India’s diversified engagement with Mauritius and the Maldives is of critical importance in the Indian Ocean Region
India's quest to broaden its engagement with countries in the Indian Ocean region came into focus during the recent visit of External Affairs Minister S Jaishankar to strategically important island nations — Mauritius and the Maldives.
The outreach is part of a continuous effort by New Delhi to interact with the leadership of these countries and it acquires special significance on two counts — one, it comes at a time when countries are gearing up for a post-Covid world order and the other is inescapable presence of China that is making deep forays into the region.
The Indian Ocean region is considered strategically important where China is stepping up its presence and competing to expand in geopolitical, economic, and military spheres. India is seeking to retain and broaden its presence especially with countries like Mauritius whose population consists of predominantly Indian-origin people.
In a way, the sojourn of the External Affairs Minister reinforced the strong and traditional ties India has with the people of Mauritius and its leadership. It came around the time there were protests on issues around the impact of an oil spill on the environment. India had assisted Mauritius by sending 30 tonnes of equipment and a Coast Guard team of specialists to help in containing the oil spill.
A significant development during the visit of the External Affairs Minister was the signing of the Comprehensive Economic Partnership Cooperation Agreement (CEPCA) which was under discussion for five years.
The agreement, the first of its kind, India signed with any African country, allows preferential access to Mauritius for the bulk of the trade and to the huge Indian market of items including fruits, juices, speciality sugar and frozen fish whose current import bill cost is USD 15 billion. In addition, the pact envisages trade in services which contributes 76 per cent to the GDP of Mauritius just as it does over half to India's GDP.
More important is the agreement should pave the way for Indian businesses to get a gateway to Africa which has an Africa Continental Free Trade Agreement that became operational at the start of 2021. Fifty-four of the 55 countries in Africa have signed the agreement and 34 ratified it.
The move, in the words of the African Union chairperson and the President of South Africa, Cyril Ramaphosa, is aimed to develop intra-continent trade, promote industrialisation and competitiveness, contribute to job creation and unleash regional value chains that would integrate Africa into the global economy and attract investment.
New Delhi has offered Port Louis 95 sub-sectors from 11 broad services sectors and it could facilitate Indian investment in the country. Indian planners envisage that home companies can draw upon the bilingual prowess of Mauritius for investment in Francophone nations in the continent. Besides English and Bhojpuri, French is spoken widely across Mauritius.
The Indian agreement came at a time when China operationalised its first Free Trade Agreement with any African country through Mauritius. It came after years of negotiations with China seeking to gain a more firm presence in the Indian Ocean Region.
Besides attempts to address the trade imbalance, Mauritius could also offer a platform for Chinese exports into mainland Africa and the strategic value of India's move can be seen in this backdrop.
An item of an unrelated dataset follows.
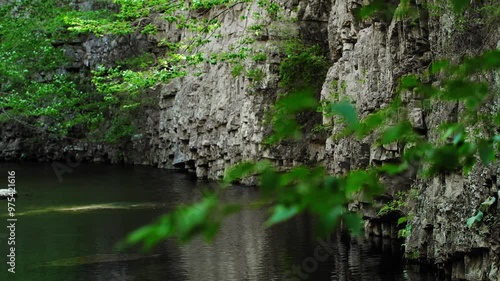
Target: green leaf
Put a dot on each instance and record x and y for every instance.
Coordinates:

However, India has an advantage that a majority of the people have Indian roots. Mauritius is a country where migrant labourers travelled during British times and the cultural connect remains strong.
While continuous engagement to play on this strength remains in focus, an emerging challenge for policymakers could be the attitude of the second or later generation Pravasi Bharatis in Mauritius. Like aspirational youth, many look to the West and Europe for higher academic work. New Delhi offers the highest number of nearly 400 seats in Africa to Mauritius under the Indian Technical and Education Cooperation Programme.
Trade agreement apart, India's announcement to give a surveillance aircraft Dornier and Dhruv Light Utility Helicopter to assist Mauritius to keep an eye around its shores in addition to a USD 100 million soft loan to procure other defence assets takes further the SAGAR (Security and Growth for All in the Region) doctrine of the Modi Government, enunciated during its first term.
Similarly, in the Maldives India signed an agreement to develop, support and maintain the Maldives National Defence Force Coast Guard Harbour at Sifvaru at the request of the Maldivian government in 2013 to enhance the capability of its defence forces to undertake maritime surveillance of its Exclusive Economic Zone and islands. Subsequently, it signed other pacts.
The Indian Ocean Region remains an important transit route with an estimated 70 per cent of the global oil travelling through the sea. It is also home to some 2.6 billion people or 40 per cent of the world's population with the Strait of Hormuz, Malacca and Bab el-Mandeb as its choke points.